I view my comparative study of Afro-Americans and Black immigrants as not just basic demographic or even social demographic work, but also as a way to help us better understand the mechanisms driving ethnoracial inequality in the United States.
IDS: Your IDS seed grant project is called “Self-Selection, Local Context, and Black Infant Health in the United States: Testing a Theory of Geographic Ethnoracism.” What do you mean when you talk about geographic ethnoracism?
Ifatunji: Ethnoracism is a bit different than racism in that it allows us to think about the use of nonphysical cues, markers, or symbols in the process of racialization. These can be things like language or religion. Geographic ethnoracism is just the proposition that the experience of ethnoracial groups varies by political geographies.
IDS: Many researchers have compared the health of children of US-born Black parents relative to foreign-born Black parents. How are you expanding on that work in this project?
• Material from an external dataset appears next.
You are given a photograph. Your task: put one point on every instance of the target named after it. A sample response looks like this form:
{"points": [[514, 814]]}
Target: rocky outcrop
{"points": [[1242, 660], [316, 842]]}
Ifatunji: I’m comparing the infant health of African Americans and Black immigrants. And while other researchers have done this, there is a real gap in our understanding of contextual factors for why infant health varies between these groups. Previous work has mostly argued that the reason Black immigrants have healthier babies than African Americans is because they have, as a population, better health behaviors, higher socioeconomic status and standing, better nutrition and diet, and so on. I have speculated that via ethnoracialization and ethnoracism, people have different ethnoracial stereotypes about African Americans and Black immigrants. And because of this, Black immigrants have better relationships with Whites.
To get at this question, we use a county level of analysis. We look at the percentage of the population that is White in a county and how it might be associated with differential health outcomes for infants. In the study, my coauthor and I show that Black immigrants who live in Whiter counties have healthier babies, but African Americans do not. This is a comparison within the same counties. And it doesn’t matter for African American kids whether they are state-to-state migrants or whether they have grown up in that state. So geographic ethnoracism essentially proposes that differential treatment of African-Americans and Black immigrants by Whites varies by geographic locations.
This lines up with what people in population health fields are calling structural racism. There’s not really a clear way to study structural racism right now, but these area-level analyses are emerging to help us better understand structural racism.
IDS: How does this work contribute to diversity science?
Ifatunji: One of the areas that I think this study offers a lot of promise is that the comparative study of African Americans and Black immigrants highlights how diverse the US Black population really is. It doesn’t make sense to treat this population as a homogeneous group. My research also helps us better understand the experiences of an understudied and growing population, foreign-born Blacks. Finally, I hope that this work can help to show how important context – especially geographic context – is for policies and intervention programs that aim to improve the health of Black infants in the United States.